Days of Heaven (Terrence Malick, USA, 1978)

“Perhaps the most typical example of a ‘70s American art film — daring, romantic, rebellious but also filled with longing for the beauty of the past.” — Michael Wilmington, Chicago Tribune

In 1916 Chicago, steelworker Bill (Richard Gere) flees to Texas after a fatal altercation with his boss, taking his little sister Linda (Linda Manz) and girlfriend Abby (Brooke Adams) along with him. They find work at the ranch of a wealthy farmer (Sam Shepard) who falls in love with Abby, and, believing her to be Bill's sister, asks the three to stay on after the harvest, setting in motion a jealousy-fuelled sequence of events… Terrence Malick's follow-up to Badlands features a ravishing score by Ennio Morricone and absolutely stunning cinematography (shot mostly at the ‘magic hour’) courtesy of Néstor Almendros and Haskell Wexler.

Heaven Knows What (Josh & Benny Safdie, USA, 2014)

"There's an acrid authenticity to this portrait of the lives of homeless junkies in New York that seeps, pore-deep, into the viewer..." — Wendy Ide, Observer

Homeless young heroin addict Harley (Arielle Holmes) roams the streets of New York to panhandle and get her next fix, while her unstable boyfriend Ilya (Caleb Landry Jones) drifts in and out of her life.

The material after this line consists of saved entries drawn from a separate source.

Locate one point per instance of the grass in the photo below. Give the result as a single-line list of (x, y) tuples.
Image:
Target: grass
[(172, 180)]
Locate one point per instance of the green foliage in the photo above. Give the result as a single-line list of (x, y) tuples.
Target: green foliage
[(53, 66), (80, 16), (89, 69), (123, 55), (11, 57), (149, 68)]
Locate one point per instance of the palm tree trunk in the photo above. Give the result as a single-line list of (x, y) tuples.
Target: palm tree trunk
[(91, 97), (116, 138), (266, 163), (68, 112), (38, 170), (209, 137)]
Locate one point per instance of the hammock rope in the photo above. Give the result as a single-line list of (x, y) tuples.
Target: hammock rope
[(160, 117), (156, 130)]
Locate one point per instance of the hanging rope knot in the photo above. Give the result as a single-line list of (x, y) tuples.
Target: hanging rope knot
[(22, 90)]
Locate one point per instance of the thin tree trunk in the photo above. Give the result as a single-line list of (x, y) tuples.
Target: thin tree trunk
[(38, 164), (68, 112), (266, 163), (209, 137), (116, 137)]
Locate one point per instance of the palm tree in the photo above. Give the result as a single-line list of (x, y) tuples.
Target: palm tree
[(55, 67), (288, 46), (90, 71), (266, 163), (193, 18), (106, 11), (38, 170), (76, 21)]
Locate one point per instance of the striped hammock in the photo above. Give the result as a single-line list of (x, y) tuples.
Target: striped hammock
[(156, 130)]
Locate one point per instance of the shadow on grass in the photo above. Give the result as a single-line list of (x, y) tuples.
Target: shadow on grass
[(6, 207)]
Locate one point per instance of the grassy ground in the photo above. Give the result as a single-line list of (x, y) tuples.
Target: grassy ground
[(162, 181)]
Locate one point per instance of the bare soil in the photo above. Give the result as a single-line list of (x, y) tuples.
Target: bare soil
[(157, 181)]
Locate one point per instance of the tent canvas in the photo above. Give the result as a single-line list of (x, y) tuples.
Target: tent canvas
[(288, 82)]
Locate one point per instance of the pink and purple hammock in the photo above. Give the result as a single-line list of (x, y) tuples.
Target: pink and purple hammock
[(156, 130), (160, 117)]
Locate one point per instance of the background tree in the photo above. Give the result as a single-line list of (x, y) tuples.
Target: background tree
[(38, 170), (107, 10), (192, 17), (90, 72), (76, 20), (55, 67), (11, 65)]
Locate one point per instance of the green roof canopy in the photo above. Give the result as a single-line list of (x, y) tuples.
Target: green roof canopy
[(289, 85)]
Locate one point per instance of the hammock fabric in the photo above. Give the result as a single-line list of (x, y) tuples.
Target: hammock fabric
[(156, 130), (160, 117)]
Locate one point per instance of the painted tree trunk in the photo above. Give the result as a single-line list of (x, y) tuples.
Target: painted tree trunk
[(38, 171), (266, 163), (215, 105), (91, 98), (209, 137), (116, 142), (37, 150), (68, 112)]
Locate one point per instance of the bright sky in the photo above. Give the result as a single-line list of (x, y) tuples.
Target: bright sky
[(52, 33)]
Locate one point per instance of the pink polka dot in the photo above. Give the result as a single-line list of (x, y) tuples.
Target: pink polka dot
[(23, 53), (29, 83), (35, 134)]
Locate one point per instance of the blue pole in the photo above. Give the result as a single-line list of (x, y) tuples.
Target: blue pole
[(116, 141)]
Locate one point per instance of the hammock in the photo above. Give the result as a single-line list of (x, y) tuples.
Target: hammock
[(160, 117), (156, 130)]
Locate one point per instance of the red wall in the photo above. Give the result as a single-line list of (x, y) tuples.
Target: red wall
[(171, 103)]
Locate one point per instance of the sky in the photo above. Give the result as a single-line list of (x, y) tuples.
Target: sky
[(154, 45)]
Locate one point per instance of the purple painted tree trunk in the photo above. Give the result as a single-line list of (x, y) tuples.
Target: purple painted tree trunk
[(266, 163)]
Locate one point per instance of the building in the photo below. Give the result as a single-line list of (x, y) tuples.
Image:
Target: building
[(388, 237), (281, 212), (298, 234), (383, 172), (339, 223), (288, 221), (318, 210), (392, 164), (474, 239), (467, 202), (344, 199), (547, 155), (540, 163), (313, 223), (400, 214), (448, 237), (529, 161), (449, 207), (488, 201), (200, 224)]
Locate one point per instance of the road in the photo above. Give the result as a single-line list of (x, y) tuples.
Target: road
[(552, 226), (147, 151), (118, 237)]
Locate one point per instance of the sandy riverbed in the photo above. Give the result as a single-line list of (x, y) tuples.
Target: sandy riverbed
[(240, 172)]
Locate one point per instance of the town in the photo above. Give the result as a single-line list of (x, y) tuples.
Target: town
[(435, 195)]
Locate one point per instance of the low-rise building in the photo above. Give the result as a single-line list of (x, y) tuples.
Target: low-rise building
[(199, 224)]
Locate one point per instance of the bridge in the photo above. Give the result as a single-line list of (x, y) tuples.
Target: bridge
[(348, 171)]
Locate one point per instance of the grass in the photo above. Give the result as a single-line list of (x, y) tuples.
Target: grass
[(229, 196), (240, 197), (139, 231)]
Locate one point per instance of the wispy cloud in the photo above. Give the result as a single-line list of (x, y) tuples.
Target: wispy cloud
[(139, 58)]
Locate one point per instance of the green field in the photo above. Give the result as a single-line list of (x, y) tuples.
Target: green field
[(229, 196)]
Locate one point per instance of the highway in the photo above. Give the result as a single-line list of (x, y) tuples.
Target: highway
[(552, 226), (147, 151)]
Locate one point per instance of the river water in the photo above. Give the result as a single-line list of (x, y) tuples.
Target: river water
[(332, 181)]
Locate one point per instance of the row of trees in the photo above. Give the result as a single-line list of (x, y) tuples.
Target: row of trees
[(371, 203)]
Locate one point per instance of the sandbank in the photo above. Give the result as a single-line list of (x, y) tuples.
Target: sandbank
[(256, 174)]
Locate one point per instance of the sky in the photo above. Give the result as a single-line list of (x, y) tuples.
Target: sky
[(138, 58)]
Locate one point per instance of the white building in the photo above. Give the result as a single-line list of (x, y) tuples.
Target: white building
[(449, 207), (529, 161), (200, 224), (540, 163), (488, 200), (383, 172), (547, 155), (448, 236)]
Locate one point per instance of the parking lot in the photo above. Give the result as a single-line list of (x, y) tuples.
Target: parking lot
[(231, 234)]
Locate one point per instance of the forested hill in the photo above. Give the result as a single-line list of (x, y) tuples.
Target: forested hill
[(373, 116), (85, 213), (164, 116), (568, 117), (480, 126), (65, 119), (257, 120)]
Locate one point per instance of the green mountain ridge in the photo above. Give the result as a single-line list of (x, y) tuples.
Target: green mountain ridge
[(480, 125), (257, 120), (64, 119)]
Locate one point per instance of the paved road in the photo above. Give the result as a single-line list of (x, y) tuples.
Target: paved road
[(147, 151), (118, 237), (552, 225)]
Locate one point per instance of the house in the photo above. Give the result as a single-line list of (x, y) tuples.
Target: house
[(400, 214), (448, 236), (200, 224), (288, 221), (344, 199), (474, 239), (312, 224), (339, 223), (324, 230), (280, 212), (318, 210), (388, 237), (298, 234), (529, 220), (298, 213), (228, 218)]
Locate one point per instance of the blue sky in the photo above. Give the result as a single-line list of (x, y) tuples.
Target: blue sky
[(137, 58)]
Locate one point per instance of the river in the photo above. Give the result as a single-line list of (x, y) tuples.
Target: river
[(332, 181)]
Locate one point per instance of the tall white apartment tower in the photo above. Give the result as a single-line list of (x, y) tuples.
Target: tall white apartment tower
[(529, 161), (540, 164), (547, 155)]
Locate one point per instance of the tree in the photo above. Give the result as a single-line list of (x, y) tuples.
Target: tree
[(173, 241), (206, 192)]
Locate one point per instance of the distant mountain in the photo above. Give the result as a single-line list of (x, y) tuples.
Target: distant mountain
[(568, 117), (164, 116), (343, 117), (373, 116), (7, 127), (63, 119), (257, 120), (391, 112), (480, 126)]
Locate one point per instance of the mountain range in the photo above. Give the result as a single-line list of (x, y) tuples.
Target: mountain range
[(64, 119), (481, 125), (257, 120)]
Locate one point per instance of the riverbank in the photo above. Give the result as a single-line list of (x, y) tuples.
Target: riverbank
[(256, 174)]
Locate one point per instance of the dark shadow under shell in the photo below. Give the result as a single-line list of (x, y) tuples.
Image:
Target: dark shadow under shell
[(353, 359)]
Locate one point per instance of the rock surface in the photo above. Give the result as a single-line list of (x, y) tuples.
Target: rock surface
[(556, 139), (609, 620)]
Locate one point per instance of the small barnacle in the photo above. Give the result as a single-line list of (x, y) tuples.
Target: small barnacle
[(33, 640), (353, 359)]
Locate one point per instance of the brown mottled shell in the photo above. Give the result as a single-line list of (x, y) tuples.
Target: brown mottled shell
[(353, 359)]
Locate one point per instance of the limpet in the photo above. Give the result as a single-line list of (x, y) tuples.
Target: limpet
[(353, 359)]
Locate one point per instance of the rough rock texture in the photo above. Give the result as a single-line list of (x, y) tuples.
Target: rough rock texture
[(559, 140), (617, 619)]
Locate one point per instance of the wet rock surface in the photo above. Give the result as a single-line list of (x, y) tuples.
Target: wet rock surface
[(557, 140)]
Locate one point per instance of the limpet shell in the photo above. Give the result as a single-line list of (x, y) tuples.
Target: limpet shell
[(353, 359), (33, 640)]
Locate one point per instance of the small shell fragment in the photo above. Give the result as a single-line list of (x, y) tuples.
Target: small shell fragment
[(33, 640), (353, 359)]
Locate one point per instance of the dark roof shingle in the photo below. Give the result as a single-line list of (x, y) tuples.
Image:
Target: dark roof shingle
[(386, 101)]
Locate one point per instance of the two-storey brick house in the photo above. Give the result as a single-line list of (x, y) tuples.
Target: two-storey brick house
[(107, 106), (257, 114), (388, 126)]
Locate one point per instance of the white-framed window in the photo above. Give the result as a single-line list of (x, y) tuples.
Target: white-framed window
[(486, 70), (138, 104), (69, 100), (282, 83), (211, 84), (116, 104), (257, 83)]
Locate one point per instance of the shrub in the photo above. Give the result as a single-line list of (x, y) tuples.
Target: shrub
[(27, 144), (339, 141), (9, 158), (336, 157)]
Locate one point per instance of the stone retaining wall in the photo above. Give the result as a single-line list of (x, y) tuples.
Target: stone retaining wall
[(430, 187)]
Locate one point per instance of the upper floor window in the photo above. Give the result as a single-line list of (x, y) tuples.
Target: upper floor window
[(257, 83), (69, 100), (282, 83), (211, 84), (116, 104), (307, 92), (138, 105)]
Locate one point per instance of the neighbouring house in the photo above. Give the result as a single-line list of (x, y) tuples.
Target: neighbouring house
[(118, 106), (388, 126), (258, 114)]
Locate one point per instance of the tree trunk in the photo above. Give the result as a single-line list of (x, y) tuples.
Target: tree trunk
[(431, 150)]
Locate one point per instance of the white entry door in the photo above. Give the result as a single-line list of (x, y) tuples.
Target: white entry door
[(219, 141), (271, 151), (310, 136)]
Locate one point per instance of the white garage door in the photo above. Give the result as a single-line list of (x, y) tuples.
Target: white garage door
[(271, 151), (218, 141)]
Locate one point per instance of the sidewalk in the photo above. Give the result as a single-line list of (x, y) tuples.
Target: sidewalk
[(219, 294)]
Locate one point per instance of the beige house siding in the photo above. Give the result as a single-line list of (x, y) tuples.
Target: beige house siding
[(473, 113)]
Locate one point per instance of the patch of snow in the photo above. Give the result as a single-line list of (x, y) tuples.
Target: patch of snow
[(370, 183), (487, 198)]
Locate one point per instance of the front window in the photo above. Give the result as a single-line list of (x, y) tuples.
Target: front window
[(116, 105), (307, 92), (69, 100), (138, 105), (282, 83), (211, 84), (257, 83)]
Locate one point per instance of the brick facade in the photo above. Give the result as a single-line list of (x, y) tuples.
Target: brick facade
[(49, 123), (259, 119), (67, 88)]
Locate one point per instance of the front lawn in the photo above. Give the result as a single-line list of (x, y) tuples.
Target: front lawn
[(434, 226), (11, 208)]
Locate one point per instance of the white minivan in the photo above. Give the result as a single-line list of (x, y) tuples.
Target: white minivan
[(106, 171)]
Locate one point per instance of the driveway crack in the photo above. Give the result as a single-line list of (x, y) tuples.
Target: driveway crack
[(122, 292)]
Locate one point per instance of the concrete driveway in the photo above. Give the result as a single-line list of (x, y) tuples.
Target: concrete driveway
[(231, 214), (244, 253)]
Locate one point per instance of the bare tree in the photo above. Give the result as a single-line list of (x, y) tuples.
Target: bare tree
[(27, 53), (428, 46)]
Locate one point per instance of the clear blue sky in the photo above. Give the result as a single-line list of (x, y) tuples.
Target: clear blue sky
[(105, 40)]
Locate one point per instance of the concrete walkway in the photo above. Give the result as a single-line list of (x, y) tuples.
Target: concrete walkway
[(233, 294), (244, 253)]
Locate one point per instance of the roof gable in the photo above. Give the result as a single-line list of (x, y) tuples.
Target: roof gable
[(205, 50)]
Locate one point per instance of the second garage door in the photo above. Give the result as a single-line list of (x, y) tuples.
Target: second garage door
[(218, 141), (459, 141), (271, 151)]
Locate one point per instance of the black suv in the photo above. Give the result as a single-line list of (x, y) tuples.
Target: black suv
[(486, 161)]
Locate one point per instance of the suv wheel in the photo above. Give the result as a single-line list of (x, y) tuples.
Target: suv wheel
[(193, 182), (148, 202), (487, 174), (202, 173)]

Arielle Holmes had actually lived rough on the streets of NYC and, after being discovered by Josh Safdie, wrote and texted him almost every situation and story she experienced. Heaven Knows What is a great early film from the brilliant Safde brothers (Good Time, Uncut Gems) and the soundtrack makes excellent use of Isao Tomita's electronic interpretations of Debussy, bathing the entire film in a woozy narcotic haze.


Naked (Mike Leigh, UK, 1993)

"Leigh's picaresque tale is his by far his most cinematic. The cast is outstanding - Thewlis, in particular, whose virtuoso performance gives the film its cruel energy, wit and power." - Time Out

When Johnny (David Thewlis) flees Manchester in order to escape a beating and turns up unexpectedly at the London home of his ex (Lesley Sharp) she is initially pleased to see him. But their reunion is short-lived and the troubled Johnny sets off on a long dark night of the soul, leaving an indelible impression on everyone he encounters (including Katrin Cartlidge, Gina McKee, Ewen Bremner and Claire Skinner). Mike Leigh arguably produces his most interesting work when operating outside his comfort zone (see also Vera Drake and Topsy Turvy) and Naked is his darkly comic masterpiece - while in the character of Johnny, David Thewlis has created an anti-hero as unsettling and unforgettably off-kilter as any of your Travis Bickles, Randle McMurphys or Alex the Droogs.